Clarity

Speak with intention. Land with impact

Inspiration

Most people who want to communicate better, whether they're shy in casual conversation, preparing for a job interview, or about to pitch to investors, practice alone in their head with no real feedback.

The tools that do exist are either corporate HR platforms (cold, institutional, expensive) or simple transcript analyzers that miss everything non-verbal. We wanted to build something different: a calm, evidence-based rehearsal loop that tells you specifically what to work on before it counts.

What It Does

Clarity is a real-time communication coach. You record yourself practicing, and it analyzes your delivery across three simultaneous signals — audio, video, and language — then talks back to you through a simulated conversation partner, spoken critiques, and plain-English next steps you can act on before your next session.

Three practice modes:

Emotion Sprint -- A short scenario-based drill targeting a specific emotional register out of the main 8 emotions. Your delivery is scored against the target affect using real-time facial emotion, tone, and sentiment analysis.

Conversation -- A multi-turn session simulating an interview, negotiation, or anything else you can think of. The AI plays the other side and keeps the exchange grounded in the topic at hand, pushing back, redirecting, and responding the way a real conversation partner would. This is not just fluency practice. It is social literacy training. Users learn to read the room, stay on topic under pressure, and develop the conversational instincts that make communication land in real situations.

Free Speaking -- Uninterrupted recording that scores your pacing, filler words, repetition, and emotional arc — then breaks everything down with graphs, stats, and a word-level transcript you can replay and audit. Detected speech patterns get flagged automatically, and plain-English next steps tell you exactly what to fix before your next session.

How We Built It

Backend: Python/FastAPI with WebSocket support for live session coordination. We structured a shared AI integration layer (backend/shared/ai) so all three practice modes call the same service abstractions regardless of which model or API handles a given task. Session recordings are saved server-side and uploaded to Imentiv for video emotion analysis. Results are normalized and streamed back through WebSocket events.

Frontend: Next.js (TypeScript). The UI is designed around two distinct contexts: an immersive, chrome-free recording flow, and a clear, scannable scorecard/replay view. These are handled through separate route structures rather than toggled state in a single shell.

AI stack:

Gemma via Google AI Studio -- Drives the conversational AI in Conversation mode; generates feedback summaries and next-step recommendations across all modes.
ElevenLabs -- STT (Scribe v1) for high-accuracy transcription; TTS (Multilingual v2) for the AI voice in Conversation mode.
Imentiv -- Facial emotion and expression analysis from recorded video, aligned to audio windows for per-segment scoring.
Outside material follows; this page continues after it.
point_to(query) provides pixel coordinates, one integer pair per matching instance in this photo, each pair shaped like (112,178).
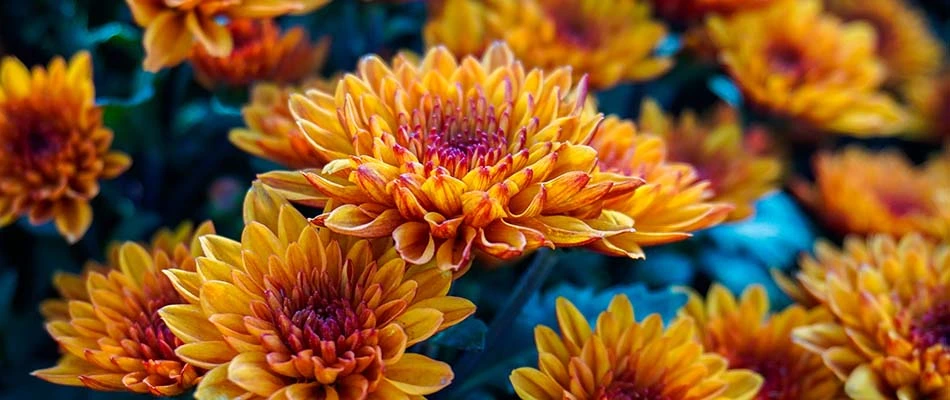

Persistence: MongoDB Atlas for durable session history powering the progress dashboard. Live WebSocket state stays in memory. For offline or no-network demos, both Imentiv and MongoDB can be mocked out with environment flags.

Challenges We Ran Into

Multimodal alignment. Getting three async data streams -- transcript, audio features, and video emotion frames -- to align meaningfully in time was the core technical challenge. Audio and video clock drift across a session meant naive timestamp alignment produced nonsensical per-segment scores. We had to implement windowed alignment at the backend layer before normalization.

CV model latency. ML computer vision models on video are slow by nature. Imentiv's analysis pipeline introduced significant end-to-end latency that would have made the post-session scorecard feel broken. We addressed this by decoupling the CV processing from the user-facing session flow entirely. Rather than blocking on Imentiv's result, the session closes optimistically, the upload and analysis run asynchronously in the background, and the scorecard hydrates progressively via WebSocket events as results come in. Users see transcript and audio scores immediately, with video emotion scores filling in as they land.

Imentiv API integration. The API required recordings to be saved server-side, uploaded with proper consent headers, and polled for results, all while keeping the frontend WebSocket connection feeling live and responsive. Building the mock infrastructure early (Imentiv mock mode, MongoDB-disabled mode) saved significant demo-day stress and let us develop the full scoring UI before the integration was stable.

Accomplishments We're Proud Of

Building a coherent, three-signal analysis pipeline in a hackathon window. The system detects mismatches between what you are saying, how you sound, and what your face is doing. That is exactly the kind of feedback a human coach gives that no simple transcript tool can produce.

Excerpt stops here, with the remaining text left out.